Average time to progression was alomst the same for HPV-positive and HPV-negative patients (8.2 months vs. 7.3 months, respectively). Higher risk of death in univariate analysis was linked to high tumor stage at diagnosis (T4 vs. T2-T3), fewer on-protocol cisplatin cycles (≤1 vs. 2-3) and distant vs. local/regional recurrent (for all, hazard ratios (HRs) >2.0 and p<0.05). Risk of death following disease progression rose by 1 percent per cigarette pack-year at diagnosis. Rates were determined by Kaplan-Meier method and compared by log-rank. HRs were determined by Cox proportional hazards models and categorized by treatment protocol.hpv

Furthermore, HPV-positive and HPV-negative patients who received surgery following cancer recurrence also experienced improved OS as opposed to those who did not receive surgery; the effect may have been more apparent among HPV-positive than HPV-negative patients. Recurrence is most commonly in the lungs for both groups of patients.

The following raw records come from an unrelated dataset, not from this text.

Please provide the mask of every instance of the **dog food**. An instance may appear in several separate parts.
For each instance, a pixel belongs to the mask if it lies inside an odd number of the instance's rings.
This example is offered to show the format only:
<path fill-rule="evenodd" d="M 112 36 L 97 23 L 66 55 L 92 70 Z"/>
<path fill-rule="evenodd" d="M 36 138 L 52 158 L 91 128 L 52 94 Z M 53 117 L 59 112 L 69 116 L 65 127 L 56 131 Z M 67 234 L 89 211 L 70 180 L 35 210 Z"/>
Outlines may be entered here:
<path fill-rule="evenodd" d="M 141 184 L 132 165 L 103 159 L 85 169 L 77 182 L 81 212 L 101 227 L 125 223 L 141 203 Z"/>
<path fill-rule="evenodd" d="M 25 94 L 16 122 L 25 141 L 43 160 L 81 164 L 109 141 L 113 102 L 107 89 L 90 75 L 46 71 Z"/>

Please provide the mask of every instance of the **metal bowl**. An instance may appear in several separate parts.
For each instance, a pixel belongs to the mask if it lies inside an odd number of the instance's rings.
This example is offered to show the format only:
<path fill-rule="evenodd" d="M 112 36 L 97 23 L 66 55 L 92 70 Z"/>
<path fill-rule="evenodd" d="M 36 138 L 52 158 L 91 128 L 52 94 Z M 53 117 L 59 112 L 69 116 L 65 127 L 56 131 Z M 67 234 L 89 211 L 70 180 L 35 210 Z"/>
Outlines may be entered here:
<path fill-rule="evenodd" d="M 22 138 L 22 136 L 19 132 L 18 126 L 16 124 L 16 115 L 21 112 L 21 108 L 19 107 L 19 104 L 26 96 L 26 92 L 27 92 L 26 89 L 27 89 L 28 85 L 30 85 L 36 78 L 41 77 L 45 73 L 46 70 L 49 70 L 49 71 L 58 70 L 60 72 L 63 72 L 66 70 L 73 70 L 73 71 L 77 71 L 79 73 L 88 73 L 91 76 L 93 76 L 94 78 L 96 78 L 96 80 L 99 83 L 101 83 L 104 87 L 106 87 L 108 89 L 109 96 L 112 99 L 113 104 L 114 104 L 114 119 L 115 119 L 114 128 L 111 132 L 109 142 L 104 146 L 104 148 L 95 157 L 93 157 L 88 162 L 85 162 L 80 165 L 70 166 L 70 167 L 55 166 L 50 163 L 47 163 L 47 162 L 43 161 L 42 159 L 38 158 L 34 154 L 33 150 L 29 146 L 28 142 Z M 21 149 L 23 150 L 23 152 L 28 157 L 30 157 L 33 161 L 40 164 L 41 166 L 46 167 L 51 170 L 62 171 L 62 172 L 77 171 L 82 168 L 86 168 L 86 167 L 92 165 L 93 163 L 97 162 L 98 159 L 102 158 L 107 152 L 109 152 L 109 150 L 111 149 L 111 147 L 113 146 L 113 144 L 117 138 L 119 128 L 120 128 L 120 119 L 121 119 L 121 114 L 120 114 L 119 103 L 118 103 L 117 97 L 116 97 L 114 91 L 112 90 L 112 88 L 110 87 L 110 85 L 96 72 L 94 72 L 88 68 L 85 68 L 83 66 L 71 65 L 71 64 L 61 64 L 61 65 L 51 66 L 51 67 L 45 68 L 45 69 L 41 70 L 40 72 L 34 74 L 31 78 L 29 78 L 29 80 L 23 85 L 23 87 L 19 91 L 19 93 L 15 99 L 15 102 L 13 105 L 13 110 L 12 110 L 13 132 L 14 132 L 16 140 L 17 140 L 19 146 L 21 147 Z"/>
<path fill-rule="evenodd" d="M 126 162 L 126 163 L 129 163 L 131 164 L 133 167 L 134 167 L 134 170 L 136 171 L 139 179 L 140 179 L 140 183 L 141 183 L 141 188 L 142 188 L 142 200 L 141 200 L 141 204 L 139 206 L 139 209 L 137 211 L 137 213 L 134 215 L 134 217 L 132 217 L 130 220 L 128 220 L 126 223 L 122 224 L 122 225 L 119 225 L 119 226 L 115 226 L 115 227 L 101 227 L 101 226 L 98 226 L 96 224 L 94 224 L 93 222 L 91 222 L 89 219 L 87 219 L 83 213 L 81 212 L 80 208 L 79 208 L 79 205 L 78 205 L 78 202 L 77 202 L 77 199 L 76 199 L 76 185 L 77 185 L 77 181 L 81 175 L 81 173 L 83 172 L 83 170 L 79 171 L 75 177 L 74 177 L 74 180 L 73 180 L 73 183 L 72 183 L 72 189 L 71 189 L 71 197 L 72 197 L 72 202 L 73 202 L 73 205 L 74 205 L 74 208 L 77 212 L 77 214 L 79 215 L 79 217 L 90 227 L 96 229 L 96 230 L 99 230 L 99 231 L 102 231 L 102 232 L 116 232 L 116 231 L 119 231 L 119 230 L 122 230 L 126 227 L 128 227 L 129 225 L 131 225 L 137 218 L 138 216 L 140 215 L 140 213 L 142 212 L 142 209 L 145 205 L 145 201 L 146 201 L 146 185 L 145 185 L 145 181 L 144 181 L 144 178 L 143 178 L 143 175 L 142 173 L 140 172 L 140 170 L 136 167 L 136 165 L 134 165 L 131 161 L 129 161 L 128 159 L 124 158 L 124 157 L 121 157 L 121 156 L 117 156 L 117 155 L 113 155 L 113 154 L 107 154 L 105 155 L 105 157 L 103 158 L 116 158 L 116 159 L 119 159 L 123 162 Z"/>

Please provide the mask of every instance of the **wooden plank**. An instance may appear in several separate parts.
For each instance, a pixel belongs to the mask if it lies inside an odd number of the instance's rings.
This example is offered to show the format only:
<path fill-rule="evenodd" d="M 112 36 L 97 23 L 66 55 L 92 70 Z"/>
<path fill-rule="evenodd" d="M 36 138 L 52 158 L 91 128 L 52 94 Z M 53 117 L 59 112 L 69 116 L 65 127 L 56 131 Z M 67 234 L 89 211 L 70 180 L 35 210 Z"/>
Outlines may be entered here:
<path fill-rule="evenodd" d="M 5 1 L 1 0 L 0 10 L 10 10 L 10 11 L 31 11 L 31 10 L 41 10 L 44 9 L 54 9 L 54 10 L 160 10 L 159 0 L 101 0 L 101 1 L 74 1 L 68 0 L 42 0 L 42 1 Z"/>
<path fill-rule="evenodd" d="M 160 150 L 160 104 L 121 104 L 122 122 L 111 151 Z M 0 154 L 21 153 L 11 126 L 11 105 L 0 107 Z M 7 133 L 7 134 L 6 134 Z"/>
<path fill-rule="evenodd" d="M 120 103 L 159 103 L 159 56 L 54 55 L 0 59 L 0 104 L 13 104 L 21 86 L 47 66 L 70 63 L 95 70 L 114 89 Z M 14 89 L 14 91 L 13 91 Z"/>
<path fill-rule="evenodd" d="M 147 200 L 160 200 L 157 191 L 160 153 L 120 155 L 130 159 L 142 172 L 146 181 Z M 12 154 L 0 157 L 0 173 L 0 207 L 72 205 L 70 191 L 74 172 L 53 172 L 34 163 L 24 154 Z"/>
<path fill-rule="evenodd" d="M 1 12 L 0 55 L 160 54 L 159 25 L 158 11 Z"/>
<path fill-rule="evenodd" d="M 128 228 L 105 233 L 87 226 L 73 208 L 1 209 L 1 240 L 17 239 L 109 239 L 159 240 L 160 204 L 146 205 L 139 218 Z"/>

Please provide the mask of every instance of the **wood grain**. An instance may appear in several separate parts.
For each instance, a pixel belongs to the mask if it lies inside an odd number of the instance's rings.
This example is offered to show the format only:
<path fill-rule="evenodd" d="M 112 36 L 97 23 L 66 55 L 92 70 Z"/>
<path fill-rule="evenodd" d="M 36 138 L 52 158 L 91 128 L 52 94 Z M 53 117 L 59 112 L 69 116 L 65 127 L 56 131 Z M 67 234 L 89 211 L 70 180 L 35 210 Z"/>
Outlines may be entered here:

"Our findings demonstrate that HPV-positive OPSCC patients have significantly improved survival after progression of disease when compared with HPV-negative patients. Median survival after disease progression was strikingly longer for HPV-positive than HPV-negative patients. These findings provide us with valuable knowledge to better counsel and treat patients," said lead author and assistant professor in the Department of Otolaryngology Head and Neck Surgery at Johns Hopkins Medicine in Baltimore, Carole Fakhry, MD, MPH.